There are many different costs and fees involved in buying a home. If a buyer is not careful, they can start to mount up. Therefore, intelligent prospective buyers will often ask for concessions from the person selling the home to keep down expenses.


Closing costs, in particular, can become overwhelming. They are rarely budgeted for when eager buyers scrape together their down payment. Rather than let a good buyer walk away from the table at the last minute, sellers might be willing to offer the concession of paying some or all of the most common fees involved in finalizing the sale.


Various Concessions


There is a large amount of paperwork involved in selling a home. In some cases, it might be cheaper for the seller to do it than the buyer, which will also generate goodwill.


Seller concessions might also include little perks around the house that won’t cost too much but can move the sale along with a great price. Replacing the old appliances or taking up the gross old carpeting and putting in wood flooring would be good examples.


Concession Restrictions


Concessions can sweeten the deal, but there are limits to the number of perks allowed concerning the type of mortgage the buyer is taking out. A conventional mortgage allows from 2% to 9% in seller concessions. A VA mortgage permits up to 4%. FHA and USDA loans allow up to 6% percent in seller concessions. 


These concessions mean the expenses are all being rolled into the mortgage. So the buyer does not need to pay in cash. Certain concessions will also add to the house’s value, making the final appraisal and sale a lot easier. 


Settlement Costs


The seller can pay any of the settlement costs for cash-poor buyers who have underestimated how much they needed to close the deal. They are not allowed to contribute to your down payment, and they will also not be allowed to pay for your mortgage application fees or credit check fees.


Adding It All Up


When you have moved far enough forward in the process to get pre-approval on a mortgage, you will have a good idea of who the lender is, how much you can borrow, and what the closing costs will be. Some realtors will ask for seller concessions in round figures, such as 6% of the closing cost and other fees.

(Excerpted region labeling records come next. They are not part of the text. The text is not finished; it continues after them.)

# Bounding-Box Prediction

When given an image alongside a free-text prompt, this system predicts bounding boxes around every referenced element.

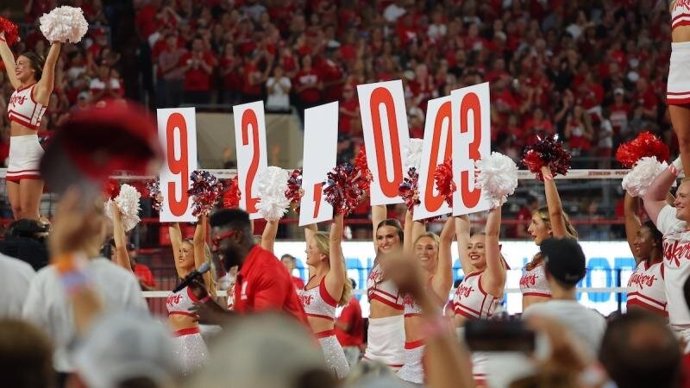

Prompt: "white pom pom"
[475,152,518,208]
[256,166,290,221]
[405,139,424,173]
[621,156,668,197]
[105,183,141,232]
[39,5,89,43]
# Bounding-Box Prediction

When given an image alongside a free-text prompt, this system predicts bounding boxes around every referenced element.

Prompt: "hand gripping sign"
[299,102,338,226]
[157,108,197,222]
[414,96,453,221]
[450,82,491,216]
[357,80,409,205]
[232,101,267,220]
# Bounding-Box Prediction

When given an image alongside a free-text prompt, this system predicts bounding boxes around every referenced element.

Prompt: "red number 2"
[242,109,261,214]
[460,93,482,208]
[165,113,189,217]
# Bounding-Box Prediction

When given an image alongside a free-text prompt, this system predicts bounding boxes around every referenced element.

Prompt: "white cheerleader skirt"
[666,42,690,105]
[363,314,405,371]
[173,328,208,376]
[398,340,424,384]
[315,330,350,379]
[6,135,43,183]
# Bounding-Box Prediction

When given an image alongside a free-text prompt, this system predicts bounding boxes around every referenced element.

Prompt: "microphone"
[173,262,211,293]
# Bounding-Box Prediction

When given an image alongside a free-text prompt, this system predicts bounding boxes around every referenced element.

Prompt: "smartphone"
[465,319,536,353]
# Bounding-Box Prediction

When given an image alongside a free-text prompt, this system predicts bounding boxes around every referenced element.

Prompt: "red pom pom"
[616,132,671,168]
[104,179,120,200]
[434,159,457,207]
[0,16,19,46]
[223,177,242,209]
[522,136,571,181]
[398,167,421,213]
[323,163,365,215]
[285,168,302,213]
[355,146,373,191]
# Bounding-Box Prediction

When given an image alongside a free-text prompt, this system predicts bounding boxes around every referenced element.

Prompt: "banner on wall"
[274,241,635,316]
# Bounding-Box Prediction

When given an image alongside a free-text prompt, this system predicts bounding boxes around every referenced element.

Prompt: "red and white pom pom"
[39,5,89,43]
[223,177,242,209]
[405,139,424,171]
[105,183,141,232]
[256,166,290,221]
[434,159,457,207]
[475,152,518,209]
[0,16,19,46]
[621,156,668,197]
[616,131,670,168]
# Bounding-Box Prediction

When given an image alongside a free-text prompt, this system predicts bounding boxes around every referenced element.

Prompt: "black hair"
[20,51,46,81]
[376,218,405,244]
[599,310,682,388]
[210,209,252,230]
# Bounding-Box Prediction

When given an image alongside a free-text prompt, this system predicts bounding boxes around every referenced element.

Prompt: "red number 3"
[165,113,189,217]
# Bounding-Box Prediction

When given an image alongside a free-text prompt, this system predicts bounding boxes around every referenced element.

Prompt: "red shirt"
[335,297,364,346]
[235,245,307,324]
[134,263,156,287]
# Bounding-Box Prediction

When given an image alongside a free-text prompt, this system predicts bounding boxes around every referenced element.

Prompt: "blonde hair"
[314,232,352,306]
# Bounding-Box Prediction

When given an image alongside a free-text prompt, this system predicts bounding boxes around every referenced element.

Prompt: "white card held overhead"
[357,80,410,205]
[450,82,491,216]
[299,102,338,226]
[414,96,453,221]
[232,101,267,220]
[157,108,197,222]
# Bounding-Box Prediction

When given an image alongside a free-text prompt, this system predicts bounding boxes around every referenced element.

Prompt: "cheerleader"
[0,25,62,220]
[166,215,210,375]
[297,214,352,379]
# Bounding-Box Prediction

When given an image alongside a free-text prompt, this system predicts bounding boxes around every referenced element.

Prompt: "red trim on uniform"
[5,174,41,183]
[173,327,200,337]
[405,340,424,350]
[369,293,405,310]
[168,311,197,318]
[314,329,335,338]
[319,276,338,307]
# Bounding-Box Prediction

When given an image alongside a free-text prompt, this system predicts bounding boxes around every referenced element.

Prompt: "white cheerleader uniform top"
[671,0,690,30]
[453,271,498,319]
[520,264,551,298]
[165,287,199,317]
[7,84,46,129]
[627,261,668,316]
[297,277,338,320]
[367,264,405,310]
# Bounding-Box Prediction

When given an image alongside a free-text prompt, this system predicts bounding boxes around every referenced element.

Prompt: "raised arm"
[111,203,134,272]
[623,192,642,263]
[482,207,506,297]
[168,222,186,279]
[326,214,349,300]
[36,42,62,100]
[455,215,474,275]
[540,166,567,238]
[192,215,212,289]
[371,205,388,252]
[0,31,22,89]
[431,217,455,301]
[261,220,280,253]
[642,158,682,225]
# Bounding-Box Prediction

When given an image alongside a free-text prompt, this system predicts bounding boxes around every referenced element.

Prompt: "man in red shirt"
[199,209,307,324]
[335,279,364,367]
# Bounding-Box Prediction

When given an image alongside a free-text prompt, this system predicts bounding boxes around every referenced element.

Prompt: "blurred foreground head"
[185,313,336,388]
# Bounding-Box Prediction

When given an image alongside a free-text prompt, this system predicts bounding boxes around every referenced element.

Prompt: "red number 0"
[242,109,260,214]
[314,182,323,218]
[371,88,403,198]
[165,113,189,217]
[460,93,482,208]
[424,101,453,212]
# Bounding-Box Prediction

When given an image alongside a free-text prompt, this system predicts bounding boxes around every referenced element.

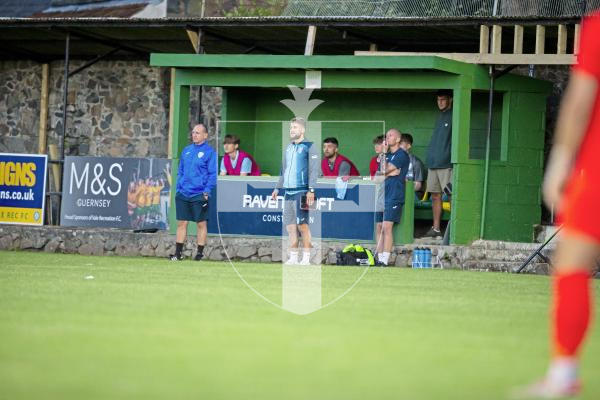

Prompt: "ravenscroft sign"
[208,178,376,240]
[0,153,48,225]
[60,157,171,229]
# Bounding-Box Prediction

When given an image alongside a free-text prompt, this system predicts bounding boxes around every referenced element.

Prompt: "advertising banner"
[0,153,48,225]
[208,178,377,240]
[60,157,171,230]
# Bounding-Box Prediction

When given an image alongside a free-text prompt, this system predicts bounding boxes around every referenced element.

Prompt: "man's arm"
[271,151,287,199]
[543,70,598,208]
[339,161,350,176]
[204,151,217,196]
[308,142,321,188]
[412,156,425,192]
[219,154,228,176]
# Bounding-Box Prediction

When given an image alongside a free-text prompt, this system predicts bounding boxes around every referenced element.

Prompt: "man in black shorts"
[375,128,410,265]
[170,124,217,261]
[271,118,321,265]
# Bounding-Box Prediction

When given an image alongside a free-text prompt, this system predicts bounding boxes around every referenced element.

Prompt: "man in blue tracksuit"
[171,124,217,261]
[271,118,321,265]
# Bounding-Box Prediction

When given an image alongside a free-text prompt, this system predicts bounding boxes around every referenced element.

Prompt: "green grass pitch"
[0,252,600,400]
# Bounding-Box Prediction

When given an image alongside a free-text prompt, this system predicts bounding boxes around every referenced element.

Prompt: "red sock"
[552,269,591,357]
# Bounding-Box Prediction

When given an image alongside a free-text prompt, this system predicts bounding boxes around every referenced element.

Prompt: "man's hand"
[306,192,315,207]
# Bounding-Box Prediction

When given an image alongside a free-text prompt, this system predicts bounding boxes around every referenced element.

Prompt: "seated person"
[369,135,385,179]
[220,135,260,176]
[321,137,360,180]
[400,133,426,200]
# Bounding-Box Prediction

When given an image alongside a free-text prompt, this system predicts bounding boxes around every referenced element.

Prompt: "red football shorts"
[558,165,600,243]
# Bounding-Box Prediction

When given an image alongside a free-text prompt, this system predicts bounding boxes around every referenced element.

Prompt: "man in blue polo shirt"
[375,128,410,265]
[170,124,217,261]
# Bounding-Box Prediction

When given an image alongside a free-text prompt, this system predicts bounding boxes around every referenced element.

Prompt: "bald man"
[375,129,410,266]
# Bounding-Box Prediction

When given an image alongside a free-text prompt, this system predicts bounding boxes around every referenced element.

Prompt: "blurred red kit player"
[523,14,600,398]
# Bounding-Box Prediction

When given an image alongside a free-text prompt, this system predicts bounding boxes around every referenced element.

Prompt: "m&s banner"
[60,156,171,230]
[0,153,48,225]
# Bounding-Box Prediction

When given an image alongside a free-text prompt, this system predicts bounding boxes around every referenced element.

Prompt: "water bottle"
[423,248,431,268]
[412,247,421,268]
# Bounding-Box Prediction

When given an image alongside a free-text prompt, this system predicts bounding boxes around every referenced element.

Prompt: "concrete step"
[463,260,550,275]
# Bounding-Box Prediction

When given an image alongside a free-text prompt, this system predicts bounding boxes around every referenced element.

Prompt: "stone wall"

However, it is essential to note that if you are living in a low-tax area and buying only a modest home, that would cause you to lose money in the long term. Why take 6% and therefore give up 6% of the mortgage to the seller when the fees are only 3%? It’s a case of buyer beware, knowing what things cost, and itemizing them rather than making blanket concession deals.


The Bottom Line


Seller concessions help grease the wheels of a house sale, but they are certainly not a gift. Be clear about all the title deeds required, fees and documents, and make the deal based on your closing costs.